Conferences and C++ Committee Meetings.
As earlier mentioned, there are 3 C++ Committee meetings:
- 2016-02-29 to 03-05: Jacksonville, FL, USA
- 2016-06-20 to 25: Oulu, Finland
- 2016-11-07-12: Issaquah, WA, USA
There are meetings in 2017 in Issaquah (February) and Toronto (July) planned. Also there might be subgroup meetings, like last years library meeting in cologne. There is an overview page at isocpp.org for more details.
C++ Russia was the first C++ conference in Russia last year, and it is the first C++ conference in 2016, while Meeting C++ should be the last conference again, mid November. An overview, on C++ conferences in 2016:
- C++ Russia, 26-27 February
- ACCU, mid April (Bristol, UK)
- ADC, 25-26 April (Baveria, Germany)
- C++now, 9-14th May (Aspen, USA)*
- NDC Oslo, 6-10th June (Oslo, Norway)
- CppCon, mid September (Seattle, USA)*
- Qt Worldsummit, 18-20th October (San Francisco, USA)
- Meeting C++ 2016, 18-19th November (Berlin, Germany)*
* = meet me there, there are also two talks I want to prepare for this year.
Meeting C++ 2016 has not yet been announced, I plan to do this like last year in March. The opening keynote will be by Bjarne Stroustrup.
A trend started last year is, to release libraries with the minimum requirement of C++11. Both encryption libraries botan and Crypto++ have done so, and many others are on to it. Qt will release with 5.6 a long term maintance release supported for 3 more years, and move to C++11 with 5.7. While boost is known for modern C++ for a long time, some of its inner workings still are based on macro tricks rather then variadic templates, boost::mpl will not be updated to have C++11 support, rather its replacement hana has been accepted into boost, and with brigand there is a replacement for boost::mpl written in C++11, focusing on fast compile times. boost::fusion supports variadic templates since the 1.60 release. Another example is the decision of the C++ Actor Framework to only support the compilers of the last two years at release date.

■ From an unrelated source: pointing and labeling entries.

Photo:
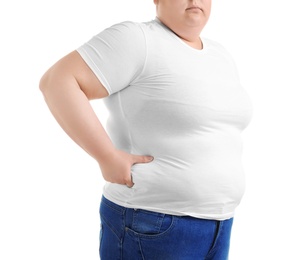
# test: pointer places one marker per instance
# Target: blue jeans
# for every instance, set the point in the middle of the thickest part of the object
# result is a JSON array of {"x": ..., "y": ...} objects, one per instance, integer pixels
[{"x": 135, "y": 234}]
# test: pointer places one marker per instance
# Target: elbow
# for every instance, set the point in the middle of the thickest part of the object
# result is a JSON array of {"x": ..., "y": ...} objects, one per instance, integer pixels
[{"x": 44, "y": 83}]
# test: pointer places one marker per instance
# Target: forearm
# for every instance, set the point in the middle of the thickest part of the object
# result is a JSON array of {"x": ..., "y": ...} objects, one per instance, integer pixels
[{"x": 72, "y": 110}]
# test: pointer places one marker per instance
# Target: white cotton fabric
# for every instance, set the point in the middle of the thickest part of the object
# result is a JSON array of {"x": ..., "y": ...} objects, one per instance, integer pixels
[{"x": 186, "y": 107}]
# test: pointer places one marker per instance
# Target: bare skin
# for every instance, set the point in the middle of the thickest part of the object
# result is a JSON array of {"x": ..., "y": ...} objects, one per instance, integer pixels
[{"x": 69, "y": 85}]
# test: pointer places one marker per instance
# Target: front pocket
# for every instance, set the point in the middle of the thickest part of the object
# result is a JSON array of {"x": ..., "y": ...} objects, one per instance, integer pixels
[{"x": 148, "y": 223}]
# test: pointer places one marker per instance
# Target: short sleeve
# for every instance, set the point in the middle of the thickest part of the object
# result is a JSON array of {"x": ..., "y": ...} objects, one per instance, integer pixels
[{"x": 116, "y": 55}]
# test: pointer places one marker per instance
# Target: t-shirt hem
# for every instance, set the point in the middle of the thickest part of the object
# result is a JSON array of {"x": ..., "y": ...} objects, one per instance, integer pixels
[{"x": 209, "y": 216}]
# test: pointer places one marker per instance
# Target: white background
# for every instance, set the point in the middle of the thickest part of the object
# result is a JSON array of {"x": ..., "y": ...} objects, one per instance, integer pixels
[{"x": 50, "y": 189}]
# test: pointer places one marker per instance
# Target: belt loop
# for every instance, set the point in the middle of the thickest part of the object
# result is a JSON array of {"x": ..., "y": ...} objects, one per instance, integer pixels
[{"x": 129, "y": 215}]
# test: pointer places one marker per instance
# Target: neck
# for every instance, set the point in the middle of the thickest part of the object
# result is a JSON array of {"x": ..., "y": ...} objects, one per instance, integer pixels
[{"x": 190, "y": 35}]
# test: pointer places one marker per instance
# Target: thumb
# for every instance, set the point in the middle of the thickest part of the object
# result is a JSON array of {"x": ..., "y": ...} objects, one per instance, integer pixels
[{"x": 142, "y": 159}]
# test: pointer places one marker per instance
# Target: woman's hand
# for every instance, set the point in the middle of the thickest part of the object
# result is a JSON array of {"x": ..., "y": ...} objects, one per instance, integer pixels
[{"x": 116, "y": 167}]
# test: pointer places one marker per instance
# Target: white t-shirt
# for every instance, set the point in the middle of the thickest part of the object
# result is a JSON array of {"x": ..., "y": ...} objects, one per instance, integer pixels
[{"x": 183, "y": 106}]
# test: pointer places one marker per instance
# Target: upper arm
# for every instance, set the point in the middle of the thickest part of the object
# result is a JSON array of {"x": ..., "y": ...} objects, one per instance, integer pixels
[{"x": 73, "y": 67}]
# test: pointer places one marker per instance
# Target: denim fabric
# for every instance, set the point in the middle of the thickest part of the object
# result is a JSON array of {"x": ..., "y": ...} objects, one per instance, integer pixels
[{"x": 135, "y": 234}]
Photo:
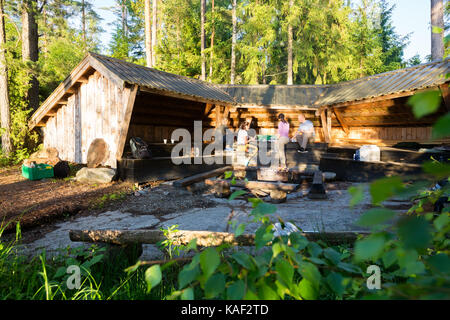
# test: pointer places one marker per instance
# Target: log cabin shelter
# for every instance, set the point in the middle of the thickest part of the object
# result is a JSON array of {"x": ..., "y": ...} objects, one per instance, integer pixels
[{"x": 110, "y": 99}]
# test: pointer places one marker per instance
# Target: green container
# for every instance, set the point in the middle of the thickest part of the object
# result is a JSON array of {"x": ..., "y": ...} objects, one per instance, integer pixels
[{"x": 40, "y": 171}]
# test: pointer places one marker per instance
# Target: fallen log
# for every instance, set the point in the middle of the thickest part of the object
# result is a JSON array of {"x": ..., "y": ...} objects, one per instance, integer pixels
[
  {"x": 287, "y": 187},
  {"x": 204, "y": 238},
  {"x": 200, "y": 177},
  {"x": 317, "y": 190}
]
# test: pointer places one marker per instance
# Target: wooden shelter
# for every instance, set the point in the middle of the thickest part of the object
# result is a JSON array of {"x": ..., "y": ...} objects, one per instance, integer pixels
[
  {"x": 113, "y": 100},
  {"x": 372, "y": 110},
  {"x": 109, "y": 99}
]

So the C++ Libraries have started to reflect the standardization and modernization of C++ and its toolchains. So should your projects move, don't get left behind.
With Visual Studio 2015, there is almost full support of C++11 on the 3 major compiler platforms given. So, 2016 should be the year, where C++11 is fully implemented on all major toolsets ;) Clang has enabled an amazing set of tools to do what would have been considered advanced magic a few years ago. I expect this tool section to grow further in 2016. Last year there was a great lightning talk on clang tidy & format at Meeting C++.
A short overview on free tools you should know:
Some of the sanitizers are also available in GCC, and Herb Sutter showed in his CppCon Keynote last year a Visual Studio build in static analyzer. So, expect some surprises in the tool landscape for C++.
Also last year started two new IDEs for C++, CLion and Cevelop, both java based alternatives to Eclipse?
With the newest C++ User Group in Vietnam. There is now a truly international network of user groups meeting around the globe, hotspot is still Europe and North America. Please get in contact with me, if you want to have support from Meeting C++ for starting your own local user group!
There will be some changes in the website, as I slowly finish my work on my CMS. Once its done, I'll plan to port the website to it. There is some work to do on the C++ software which runs Meeting C++, new features are planned. Like in the last years, my focus will be on the community, user groups and planning the 5th Meeting C++ conference.